We got the weekly notes home on Thursdays in "The Thursday Folder". The folder contained an all-school roundup plus individual note from each child's class. At one point my folder bulged with notes from four teachers plus the weekly all-school roundup. The notes home were also scanned for families that preferred an email. Not sure what they do now with so many smartphones but I know they were sending out a survey when my youngest was leaving, asking how parents liked using phones and email and debating ending the paper notes altogether.
But my point is we always got lots of notice for upcoming events, a week at minimum. Your school needs to get its act together. Parents should have at least a weekend to work with for items like costumes or projects. You should bring it up. Don't be the problem parent who moans at the lack of planning -- go with positive suggestions. Everyone wins when schools are on top of things.
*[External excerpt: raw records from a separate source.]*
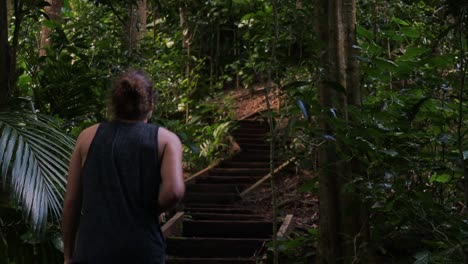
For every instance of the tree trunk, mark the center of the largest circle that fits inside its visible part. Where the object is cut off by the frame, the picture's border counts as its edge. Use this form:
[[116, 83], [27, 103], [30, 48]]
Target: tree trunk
[[341, 218], [135, 26], [53, 11], [4, 55]]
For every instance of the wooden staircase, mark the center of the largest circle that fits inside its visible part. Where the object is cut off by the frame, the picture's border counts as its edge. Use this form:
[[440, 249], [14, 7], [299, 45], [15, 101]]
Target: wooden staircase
[[215, 227]]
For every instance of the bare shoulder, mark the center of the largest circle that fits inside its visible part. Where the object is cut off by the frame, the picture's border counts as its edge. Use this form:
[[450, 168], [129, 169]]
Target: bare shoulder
[[168, 137], [168, 140], [84, 141], [87, 134]]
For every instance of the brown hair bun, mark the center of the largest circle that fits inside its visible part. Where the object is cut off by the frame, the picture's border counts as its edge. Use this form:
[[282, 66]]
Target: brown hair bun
[[132, 95]]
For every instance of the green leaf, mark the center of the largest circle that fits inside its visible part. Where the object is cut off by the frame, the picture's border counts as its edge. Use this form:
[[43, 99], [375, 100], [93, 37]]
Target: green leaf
[[413, 52], [364, 32], [441, 178], [34, 159], [442, 61], [304, 108], [410, 32], [422, 257], [400, 21]]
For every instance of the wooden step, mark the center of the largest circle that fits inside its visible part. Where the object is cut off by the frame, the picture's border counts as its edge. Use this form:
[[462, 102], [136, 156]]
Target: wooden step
[[244, 164], [254, 135], [227, 229], [213, 205], [250, 130], [217, 210], [210, 198], [251, 157], [239, 171], [215, 188], [224, 216], [252, 123], [250, 140], [179, 260], [255, 145], [229, 179], [196, 247]]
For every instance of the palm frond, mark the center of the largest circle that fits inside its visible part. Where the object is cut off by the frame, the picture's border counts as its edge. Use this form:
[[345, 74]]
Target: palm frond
[[34, 157]]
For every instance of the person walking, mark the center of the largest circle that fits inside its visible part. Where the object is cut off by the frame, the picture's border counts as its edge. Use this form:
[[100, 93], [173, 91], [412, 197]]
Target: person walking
[[122, 175]]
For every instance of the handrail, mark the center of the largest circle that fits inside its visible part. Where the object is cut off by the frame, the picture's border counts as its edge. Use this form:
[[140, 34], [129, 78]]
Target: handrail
[[266, 177]]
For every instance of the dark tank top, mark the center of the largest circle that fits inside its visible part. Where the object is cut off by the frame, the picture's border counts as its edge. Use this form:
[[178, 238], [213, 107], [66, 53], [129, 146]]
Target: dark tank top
[[120, 182]]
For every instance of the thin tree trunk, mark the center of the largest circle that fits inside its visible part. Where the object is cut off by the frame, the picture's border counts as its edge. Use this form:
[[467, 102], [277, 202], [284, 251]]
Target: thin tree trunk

On top of the Thursday Folder we had an all school directory so parents could call each other, swap costumes, arrange playtime, lifts, send out party invitations without bringing them to school. This was produced by the PTA equivalent on an opt out basis.
The directory included all email and phone contact info for the teachers, so there was no buttonholing of teachers at the school doors. Plus contact info for the principal and members of the school board.
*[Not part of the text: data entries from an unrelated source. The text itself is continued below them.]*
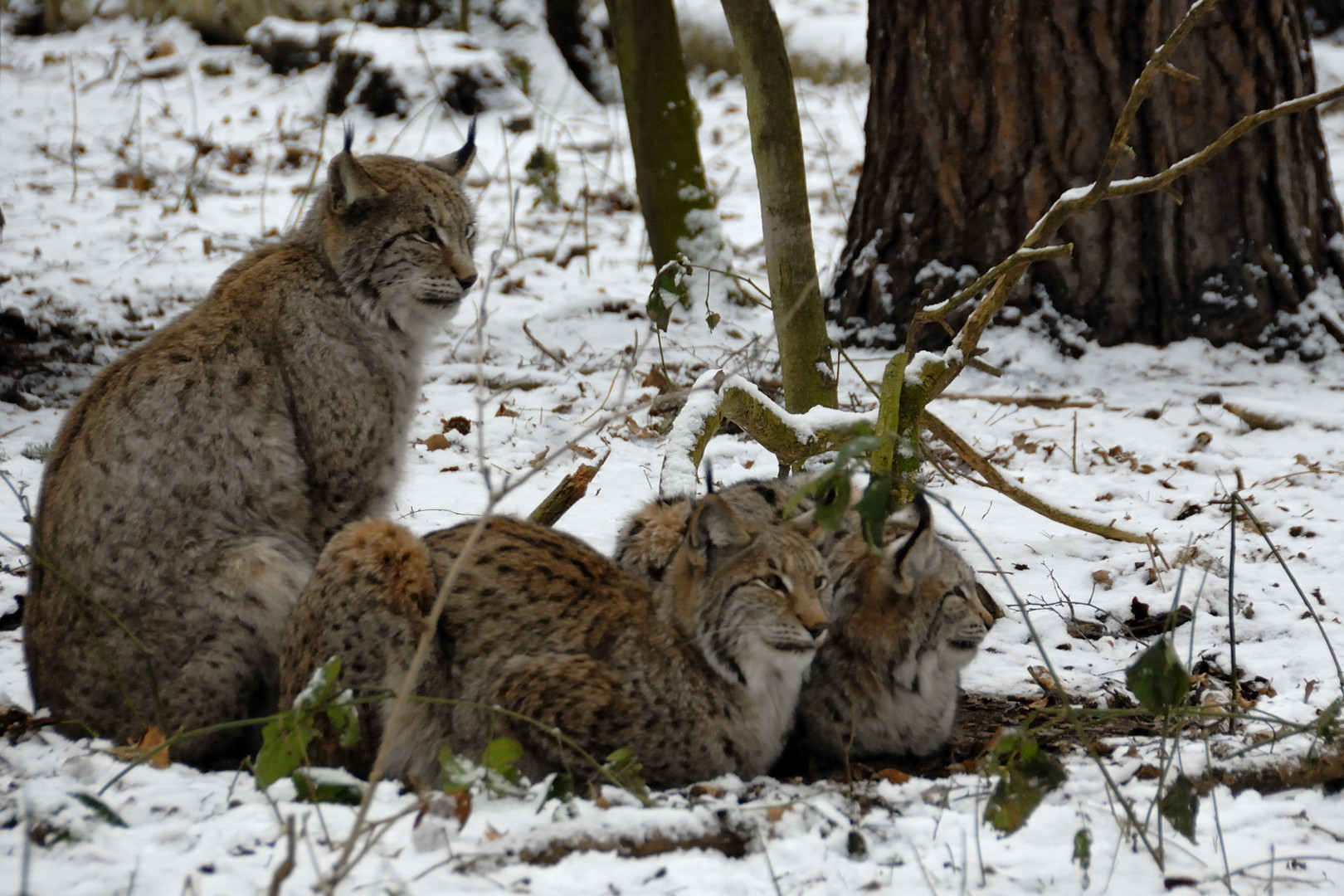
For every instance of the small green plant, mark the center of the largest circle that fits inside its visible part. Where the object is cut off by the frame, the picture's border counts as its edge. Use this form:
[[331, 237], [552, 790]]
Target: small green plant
[[543, 173], [498, 768], [38, 451], [285, 738], [1025, 776]]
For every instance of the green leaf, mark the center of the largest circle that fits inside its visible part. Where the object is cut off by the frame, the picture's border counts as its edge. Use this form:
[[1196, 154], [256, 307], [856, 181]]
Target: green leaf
[[1025, 776], [284, 742], [1181, 805], [344, 719], [561, 787], [325, 791], [500, 755], [1157, 679], [459, 774], [874, 508], [101, 809], [1082, 848], [626, 768]]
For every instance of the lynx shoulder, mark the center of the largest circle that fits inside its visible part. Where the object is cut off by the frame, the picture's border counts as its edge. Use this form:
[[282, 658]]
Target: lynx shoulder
[[698, 676], [192, 486], [903, 624]]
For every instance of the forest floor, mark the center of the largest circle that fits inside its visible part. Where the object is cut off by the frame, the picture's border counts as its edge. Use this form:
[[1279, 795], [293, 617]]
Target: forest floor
[[140, 163]]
An annual calendar was included in the directory, with all days off, half days, dates of the parent teacher conferences, dates for Christmas activities, the all school concert, the kindergarten and preschool concerts, the three orchestra and band concerts, the school picnic, the monthly school Mass, dates for school holidays, dates for first communion and confirmation and graduation, all worked out in August.
At the back of the directory were addresses for the playing fields and gyms of schools the school teams played against.
Parents funded the directory by payment of PTA annual dues (reasonable -- $10 per family)
At every bake sale, etc., there was the option of sending a $50 cheque instead of baked goods.
We also had a school website, set up and run by one of the teachers, that had all sorts of useful information that duplicated what was in the directory as well as showing photos of the children at work, on trips, enjoying visits by guest speakers, as well as doing science, exhibits of artwork, sports, etc. If a middle aged Spanish teacher could set up a decent website, anyone could.
What to do with constant notes home until things change?
Look through the schoolbag every day while standing beside your calendar and with your phone at the ready. Make sure your bin is at your feet. Read the notes, mark your calendar. Bin the notes.
Get to know parents a year or two ahead and try to organise some kind of a costume collection so people are not always broadsided with demands that require money and time. Start a FB page. If someone has the space maybe they would be willing to curate the collection.
Buy box mixes for school event cakes. Children don't give a hoot about lovingly home made baked goodies as long as the burnt offerings are swimming in sprinkles. Buy more sprinkles than you ever think you will need.
Or better still, forget about all that baking until your children are older and are well established readers, know their tables, etc. Spelling, maths and the rest of the curriculum, especially general knowledge, are really important. Read for pleasure, not following the set texts, or it will seem too much like a chore for everyone. Concentrate on supporting their learning right now. Reading, maths and activities that will engage them at home and when out are really important. Get them into music lessons. I would have had my DCs do the art competition you mentioned. Let the rest go until you feel you are able to get to it.
Babyjakesmum -- send that kind of request back with a hamfisted mess made by your child or a note from you to say the required project was beyond your child's ability. This is what I call 'giving useful feedback' and 'being a responsible parent'. How are teachers to know they are wasting everyone's time unless parents tell them?
I agree with you about ordinary homework too. Leave it to the children if the school insists on it. Send back whatever was accomplished in twenty minutes. Again, teachers need to understand where the children really are in terms of organisation and staying power.